Sep 03 2010
I’m only a monthly contributor here but between being a SBM reader and having my own blogs, I often grow weary of the blind criticism that researchers and drug companies couldn’t care less about traditional folk medicines as drug products. My laboratory spends every single day working on natural product extracts in the search for compounds that may have selective effectiveness against cancer. So, this is a bit of a sore spot for me.
Two papers this week from Cancer Prevention Research on the potential anticancer effects of a diabetes drug (Nathan Seppa story here) remind me to tell the story of a Middle Ages European herbal medicine used to treat polyuria that gave rise to one of the most widely prescribed drugs in the world, metformin (Glucophage in the US). Metformin, known chemically as a biguanide, dimethylguanide to be precise, traces its roots to the plant Galega officinalis. Known as goat’s rue, French lilac, or professor weed, this plant was shown to be a rich source of guanidine and a less toxic compound later called galegin or galegine (isoamyline guanidine).
Although used as an herbal medicine in Europe for centuries, especially in France, this classic 1918 paper (free PDF) in the Journal of Biological Chemistry was perhaps the first widely-recognized report of the hypoglycemic effect of guanidine. The study was conducted in rabbits by CK Watanabe at Yale University. (P.S. Thank you, JBC, for making your archives freely available – the JBC was founded in 1909 by my blog nymsake, pharmacologist John Jacob Abel.)
While guanidine was to toxic for use in humans, pre-World War II researchers in Germany began synthesizing analogs called synthelins, biguanides with long carbon chains between the guanide moieties. A Parisian physician and clinical pharmacologist, Jean Sterne, probably played the most pivotal role in getting this class of compounds into clinical use.
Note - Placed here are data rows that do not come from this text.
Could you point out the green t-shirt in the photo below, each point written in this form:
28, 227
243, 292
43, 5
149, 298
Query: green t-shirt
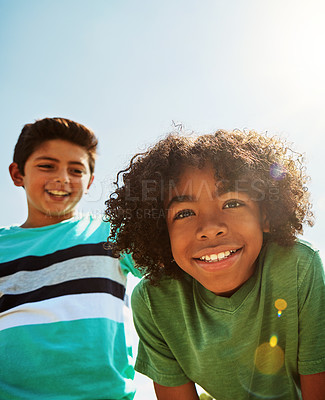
247, 346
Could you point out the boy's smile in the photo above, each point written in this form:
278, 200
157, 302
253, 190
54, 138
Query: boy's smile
56, 175
216, 238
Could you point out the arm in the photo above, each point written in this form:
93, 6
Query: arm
313, 386
183, 392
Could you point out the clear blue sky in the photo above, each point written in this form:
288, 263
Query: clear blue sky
127, 69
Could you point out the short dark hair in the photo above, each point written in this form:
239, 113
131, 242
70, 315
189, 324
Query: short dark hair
42, 130
263, 166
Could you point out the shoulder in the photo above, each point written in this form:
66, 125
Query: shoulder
167, 291
301, 252
298, 261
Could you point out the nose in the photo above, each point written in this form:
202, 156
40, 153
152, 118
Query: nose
211, 226
62, 176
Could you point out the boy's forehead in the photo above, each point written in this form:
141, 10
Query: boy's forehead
58, 148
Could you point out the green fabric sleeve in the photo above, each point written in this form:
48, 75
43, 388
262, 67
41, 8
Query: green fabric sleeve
154, 356
127, 265
311, 292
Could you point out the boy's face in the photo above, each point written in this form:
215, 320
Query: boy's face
56, 176
214, 238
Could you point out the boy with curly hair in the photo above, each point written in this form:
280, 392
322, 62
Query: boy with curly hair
233, 301
62, 294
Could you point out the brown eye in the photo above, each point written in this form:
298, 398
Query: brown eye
233, 204
184, 214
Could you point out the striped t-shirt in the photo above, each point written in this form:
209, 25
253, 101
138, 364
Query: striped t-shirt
62, 314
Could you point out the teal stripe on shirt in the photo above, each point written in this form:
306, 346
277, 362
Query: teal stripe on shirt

In the 1950s he held both academic and pharmaceutical industry positions, the latter at Aron Laboratories.
While there, Sterne’s group investigated a series of biguanidines that included metformin, a deceptively simple molecule. and they published a crucial paper in 1957 where he coined the name Glucophage for metformin, “glucose eater.” The paper was written in French and appeared in the less-widely read Maroc Medical journal. A paper that appeared later that year in Proceedings of the Society for Experimental Biology and Medicine on a related compound, phenformin, is more widely cited – the authors were then at the US Vitamin Corporation.
A long series of clinical studies with the biguanides ensued over decades but it was the acquisition of Aron Laboratories by Lipha Pharmaceuticals in 1995 that led metformin to come to the US market. It’s a fascinating story that gave rise to a multi-billion dollar market of Glucophage and related dosage forms. And that’s without even getting into studies this week on the potential anticancer effects of metformin – that story is for another day.
There are two superb papers you must read if you want more details on the history of metformin. An unparalleled, short, and free-access history of metformin written by Clifford Bailey and Caroline Day at the Aston University diabetes research group in Birmingham, UK, can be found here (PDF). Much of the historical information I’ve provided here comes from that paper. Second, to accompany the two papers in this month’s issue of Cancer Prevention Research Michael Pollack at McGill University in Montreal wrote an excellent overview of metformin and the critical gaps in our knowledge to investigate and potentially implement the use of the compound in cancer prevention and, possibly, treatment.